Delegate Luke Clippinger (D-District 46) sponsored House Bill 1, which adds an amendment to the state constitution, making it legal to possess cannabis for Maryland residents 21 and older.
At that general election, a question substantially similar to the following shall be submitted to the qualified voters of the State:
“Question ___ – Constitutional Amendment
Do you favor the legalization of adult–use cannabis in the State of Maryland?”
And Delegate Clippinger is already planning ahead, for what lawmakers need to start working on if this passes.
"We will get ready for the 2023 legislative session, when we can deal with the regulatory aspects, the criminal justice impacts and a number of other details that go into the legalization of recreational cannabis," he says.
Those details are proposed in House Bill 837, which would allow Maryland residents to legally possess up to 1.5 ounces of recreational cannabis.
Possession over 1.5 ounces and up to 2.5 ounces would be reduced to a civil offense rather than a criminal misdemeanor.
Convictions of anyone previously found guilty of simple possession, where marijuana was the only charge, would have that part of their record automatically expunged, while those currently serving jail time for a cannabis conviction would be re-sentenced in accordance with the new would-be law.
Equity is also a large piece of the HB837.
It would creates a small minority and women–owned Cannabis Business Assistance Fund to help those impacted by marijuana laws and support business incubators, educational programs at HBCUs and more.

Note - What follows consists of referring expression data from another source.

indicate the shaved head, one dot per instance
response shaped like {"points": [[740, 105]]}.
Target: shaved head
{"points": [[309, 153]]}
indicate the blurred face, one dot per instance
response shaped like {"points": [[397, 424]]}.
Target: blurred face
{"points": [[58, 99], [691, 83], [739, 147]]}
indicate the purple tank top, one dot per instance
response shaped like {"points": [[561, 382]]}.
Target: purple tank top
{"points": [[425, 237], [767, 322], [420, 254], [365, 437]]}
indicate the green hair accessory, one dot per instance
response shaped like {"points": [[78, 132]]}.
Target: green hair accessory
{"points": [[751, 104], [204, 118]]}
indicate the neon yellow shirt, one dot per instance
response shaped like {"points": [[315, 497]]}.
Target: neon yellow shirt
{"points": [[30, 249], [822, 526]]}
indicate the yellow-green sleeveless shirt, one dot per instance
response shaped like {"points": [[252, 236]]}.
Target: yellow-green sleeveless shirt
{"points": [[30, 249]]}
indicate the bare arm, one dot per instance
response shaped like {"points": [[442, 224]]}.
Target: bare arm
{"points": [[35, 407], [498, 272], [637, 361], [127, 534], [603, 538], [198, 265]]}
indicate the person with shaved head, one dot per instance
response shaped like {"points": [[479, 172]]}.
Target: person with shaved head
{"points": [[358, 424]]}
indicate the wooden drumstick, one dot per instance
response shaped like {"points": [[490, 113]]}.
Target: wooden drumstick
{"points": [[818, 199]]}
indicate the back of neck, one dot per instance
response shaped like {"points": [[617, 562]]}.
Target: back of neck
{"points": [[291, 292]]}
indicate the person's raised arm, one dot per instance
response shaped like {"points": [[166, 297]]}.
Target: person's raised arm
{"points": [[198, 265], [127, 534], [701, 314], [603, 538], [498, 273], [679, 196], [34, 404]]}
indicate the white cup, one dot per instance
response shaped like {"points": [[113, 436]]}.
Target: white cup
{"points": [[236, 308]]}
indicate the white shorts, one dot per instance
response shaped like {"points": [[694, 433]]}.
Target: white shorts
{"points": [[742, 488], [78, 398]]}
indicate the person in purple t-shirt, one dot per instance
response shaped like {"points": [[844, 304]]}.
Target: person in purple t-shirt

Senator Jill Carter said of the equity piece, "There's a great deal of talk and need for equity and reparations around passage of this. Meaning that we know that certain communities and individuals have been targeted, mainly Black people in poor neighborhoods have been targeted by the criminalization of marijuana. And we need to make sure that we repair the damage there and that we avail them first of opportunities to now participate in the legal enterprise."
"It's impacted communities of color for far too long," he says.